母体呼吸器ウイルス感染後の胎児子豚における海馬遺伝子発現と形態の変化 Altered Hippocampal Gene Expression and Morphology in Fetal Piglets following Maternal Respiratory Viral Infection
Adrienne M. Antonson;Bindu Balakrishnan;Emily C. Radlowski;Geraldine Petr;Rodney W. Johnson
Developmental Neuroscience Published:June 21 2018
DOI:https://doi.org/10.1159/000486850
Abstract
Maternal infection during pregnancy increases the risk of neurobehavioral problems in offspring. Evidence from rodent models indicates that the maternal immune response to infection can alter fetal brain development, particularly in the hippocampus. However, information on the effects of maternal viral infection on fetal brain development in gyrencephalic species is limited. Thus, the objective of this study was to assess several effects of maternal viral infection in the last one-third of gestation on hippocampal gene expression and development in fetal piglets. Pregnant gilts were inoculated with porcine reproductive and respiratory syndrome virus (PRRSV) at gestational day (GD) 76 and the fetuses were removed by cesarean section at GD 111 (3 days before anticipated parturition). The gilts infected with PRRSV had elevated plasma interleukin-6 levels and developed transient febrile and anorectic responses lasting approximately 21 days. Despite having a similar overall body weight, fetuses from the PRRSV-infected gilts had a decreased brain weight and altered hippocampal gene expression compared to fetuses from control gilts. Notably, maternal infection caused a reduction in estimated neuronal numbers in the fetal dentate gyrus and subiculum. The number of proliferative Ki-67+ cells was not altered, but the relative integrated density of GFAP+ staining was increased, in addition to an increase in GFAP gene expression, indicating astrocyte-specific gliosis.
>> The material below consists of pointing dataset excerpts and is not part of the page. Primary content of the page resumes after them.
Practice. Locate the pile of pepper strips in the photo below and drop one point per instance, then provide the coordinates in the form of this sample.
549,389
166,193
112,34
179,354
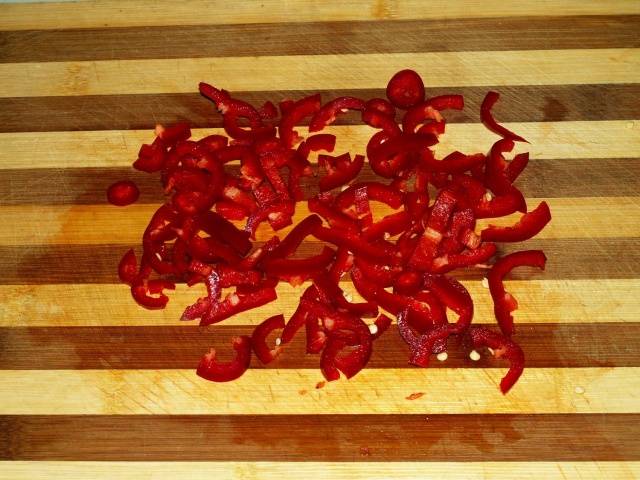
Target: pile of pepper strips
399,263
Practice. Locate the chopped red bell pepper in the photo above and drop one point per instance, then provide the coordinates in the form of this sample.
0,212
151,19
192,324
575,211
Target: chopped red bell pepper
329,111
259,339
527,227
503,302
342,174
405,89
210,369
502,347
488,121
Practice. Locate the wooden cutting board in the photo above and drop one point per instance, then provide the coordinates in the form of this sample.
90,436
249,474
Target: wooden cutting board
92,386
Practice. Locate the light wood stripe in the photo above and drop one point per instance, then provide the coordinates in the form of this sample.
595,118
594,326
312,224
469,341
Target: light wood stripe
272,392
101,305
570,258
119,148
522,103
369,470
585,217
112,13
318,438
438,69
345,37
590,177
546,345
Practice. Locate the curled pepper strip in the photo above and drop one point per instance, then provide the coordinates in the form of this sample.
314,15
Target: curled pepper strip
210,369
488,121
329,111
503,302
259,339
502,347
527,227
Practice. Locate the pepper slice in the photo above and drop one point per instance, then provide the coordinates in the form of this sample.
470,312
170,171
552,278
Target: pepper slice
405,89
503,302
488,121
210,369
502,348
527,227
329,111
259,339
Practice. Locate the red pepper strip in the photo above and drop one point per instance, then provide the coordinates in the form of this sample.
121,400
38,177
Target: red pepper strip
430,110
496,176
214,371
529,225
295,237
391,224
377,119
405,89
380,275
383,323
341,265
151,158
501,205
461,233
299,317
213,143
335,218
216,225
451,261
300,109
128,267
300,267
455,162
236,303
330,110
488,121
343,174
331,362
388,159
503,302
330,293
239,197
249,165
231,277
376,191
259,339
381,105
453,295
278,215
140,290
502,348
382,252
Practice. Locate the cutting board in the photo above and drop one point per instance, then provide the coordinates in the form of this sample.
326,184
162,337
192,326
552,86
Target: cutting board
92,386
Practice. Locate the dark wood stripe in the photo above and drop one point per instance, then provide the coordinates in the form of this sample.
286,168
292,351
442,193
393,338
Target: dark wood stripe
548,437
557,178
472,34
526,103
568,259
164,347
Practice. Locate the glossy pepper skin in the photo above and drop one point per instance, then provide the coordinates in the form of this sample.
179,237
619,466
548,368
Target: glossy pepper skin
210,369
502,347
527,227
503,302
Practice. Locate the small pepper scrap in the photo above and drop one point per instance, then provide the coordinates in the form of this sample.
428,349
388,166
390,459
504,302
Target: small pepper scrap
398,242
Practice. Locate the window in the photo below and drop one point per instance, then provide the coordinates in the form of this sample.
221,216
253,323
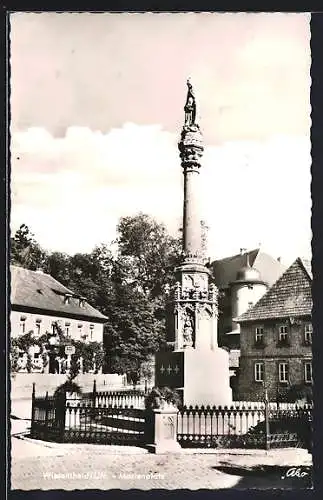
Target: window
308,333
38,322
23,324
308,372
67,329
283,334
283,373
259,335
259,372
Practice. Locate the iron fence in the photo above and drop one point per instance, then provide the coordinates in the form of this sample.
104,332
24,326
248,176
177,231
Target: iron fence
256,426
119,417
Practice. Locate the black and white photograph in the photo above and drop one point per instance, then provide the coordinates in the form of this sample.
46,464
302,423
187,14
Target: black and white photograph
160,251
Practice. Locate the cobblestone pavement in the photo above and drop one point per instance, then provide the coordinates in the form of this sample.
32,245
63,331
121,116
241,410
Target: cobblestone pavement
40,465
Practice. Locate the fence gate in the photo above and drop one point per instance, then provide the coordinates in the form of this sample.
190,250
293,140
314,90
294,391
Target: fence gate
102,424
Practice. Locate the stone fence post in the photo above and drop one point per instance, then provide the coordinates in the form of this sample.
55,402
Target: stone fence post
164,431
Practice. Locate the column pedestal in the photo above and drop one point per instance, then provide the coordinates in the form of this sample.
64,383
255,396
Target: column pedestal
202,376
165,432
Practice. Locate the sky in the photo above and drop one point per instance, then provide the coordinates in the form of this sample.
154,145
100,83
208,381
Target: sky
96,113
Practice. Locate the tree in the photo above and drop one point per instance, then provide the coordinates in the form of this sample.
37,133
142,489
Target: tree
25,251
148,251
133,333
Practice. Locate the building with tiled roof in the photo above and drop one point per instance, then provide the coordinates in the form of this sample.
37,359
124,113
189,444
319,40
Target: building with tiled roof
39,303
276,337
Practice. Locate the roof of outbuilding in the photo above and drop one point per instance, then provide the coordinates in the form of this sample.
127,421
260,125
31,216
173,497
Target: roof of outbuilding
290,296
225,270
39,290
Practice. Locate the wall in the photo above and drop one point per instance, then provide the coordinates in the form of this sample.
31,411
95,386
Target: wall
94,331
295,354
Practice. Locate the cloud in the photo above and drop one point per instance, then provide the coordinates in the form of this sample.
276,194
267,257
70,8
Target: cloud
71,191
251,71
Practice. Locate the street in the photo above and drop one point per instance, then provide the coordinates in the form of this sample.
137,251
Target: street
42,465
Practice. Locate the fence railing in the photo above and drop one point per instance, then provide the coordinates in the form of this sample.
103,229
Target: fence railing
257,426
120,418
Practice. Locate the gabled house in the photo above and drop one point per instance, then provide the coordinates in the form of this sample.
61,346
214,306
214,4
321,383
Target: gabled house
276,338
39,303
241,279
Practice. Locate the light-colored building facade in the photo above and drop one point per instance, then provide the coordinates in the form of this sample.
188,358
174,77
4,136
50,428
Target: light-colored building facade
276,338
39,304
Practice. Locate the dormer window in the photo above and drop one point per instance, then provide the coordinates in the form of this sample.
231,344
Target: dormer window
308,378
283,373
308,330
67,298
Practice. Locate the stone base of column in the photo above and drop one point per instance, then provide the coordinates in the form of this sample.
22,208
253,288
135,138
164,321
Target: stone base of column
203,377
165,432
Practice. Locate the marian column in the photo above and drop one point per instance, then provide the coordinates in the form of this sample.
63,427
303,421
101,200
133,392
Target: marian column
196,365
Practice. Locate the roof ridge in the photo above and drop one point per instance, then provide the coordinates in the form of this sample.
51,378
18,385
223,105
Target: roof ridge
272,290
42,273
237,255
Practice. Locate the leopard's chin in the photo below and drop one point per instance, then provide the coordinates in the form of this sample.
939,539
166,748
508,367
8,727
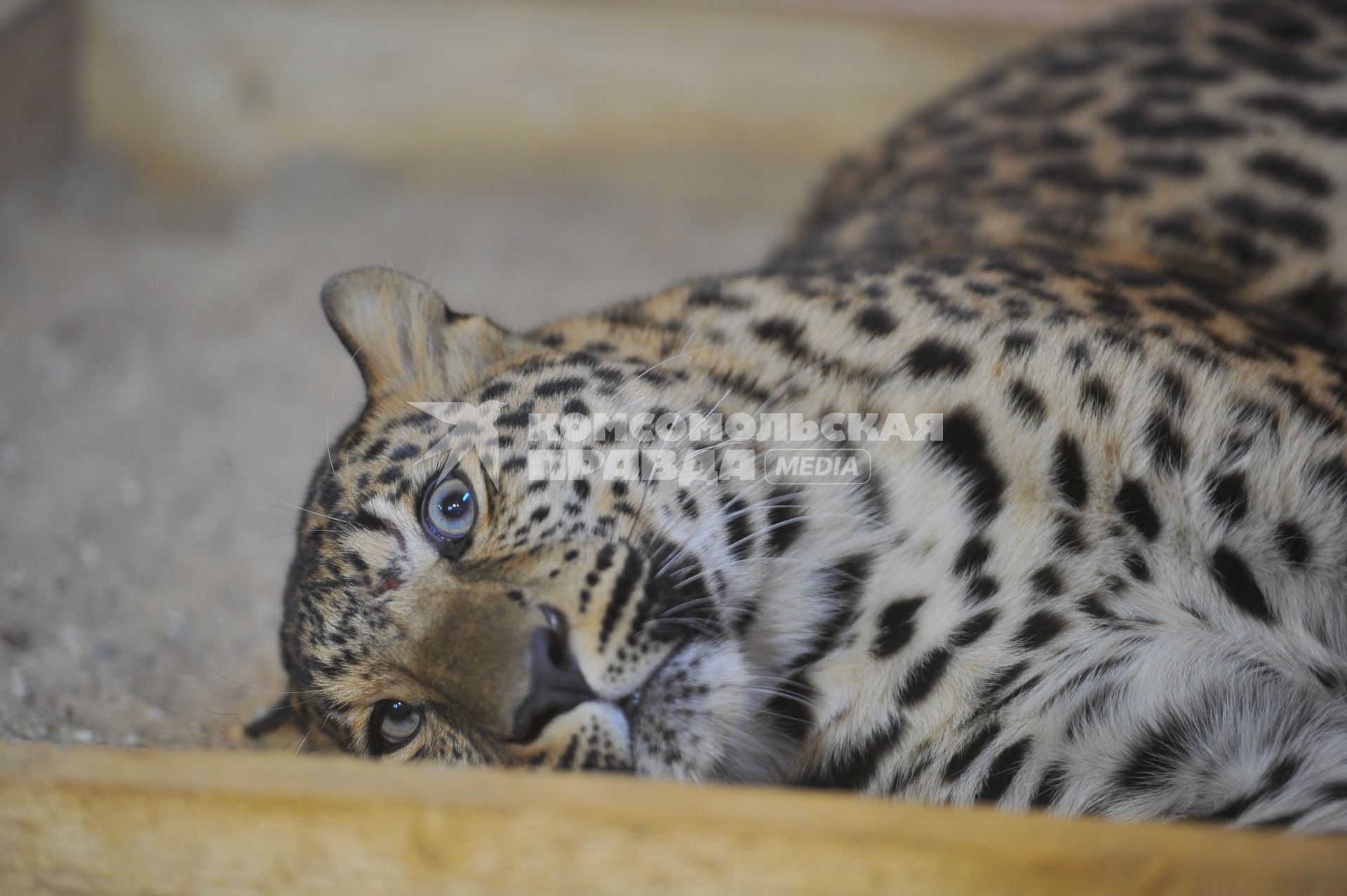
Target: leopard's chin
699,720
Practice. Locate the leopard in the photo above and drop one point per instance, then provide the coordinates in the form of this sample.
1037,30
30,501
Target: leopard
1101,570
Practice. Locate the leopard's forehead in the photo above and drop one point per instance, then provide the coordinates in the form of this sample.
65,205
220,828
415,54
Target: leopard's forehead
338,625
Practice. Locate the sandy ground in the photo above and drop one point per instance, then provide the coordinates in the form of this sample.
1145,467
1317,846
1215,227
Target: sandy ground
168,383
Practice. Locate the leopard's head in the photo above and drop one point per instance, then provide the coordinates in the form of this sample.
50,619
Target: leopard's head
448,603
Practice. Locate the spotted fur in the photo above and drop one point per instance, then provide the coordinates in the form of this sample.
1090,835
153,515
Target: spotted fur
1118,585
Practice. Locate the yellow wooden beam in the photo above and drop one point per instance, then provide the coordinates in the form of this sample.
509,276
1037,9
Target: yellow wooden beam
91,820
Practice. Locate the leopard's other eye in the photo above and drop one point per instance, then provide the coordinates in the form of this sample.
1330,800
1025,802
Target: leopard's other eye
449,509
394,724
Maternal viral infection caused an increase in fetal hippocampal gene expression of the inflammatory cytokines TNF-α and IFN-γ and the myelination marker myelin basic protein. MHCII protein, a classic monocyte activation marker, was reduced in microglia, while expression of the MHCII gene was decreased in hippocampal tissue of the fetuses from PRRSV-infected gilts. Together, these data suggest that maternal viral infection at the beginning of the last trimester results in a reduction in fetal hippocampal neurons that is evident 5 weeks after infection, when fetal piglets are near full term. The neuronal reduction was not accompanied by pronounced neuroinflammation at GD 111, indicating that any activation of classic neuroinflammatory pathways by maternal viral infection, if present, is mostly resolved by parturition.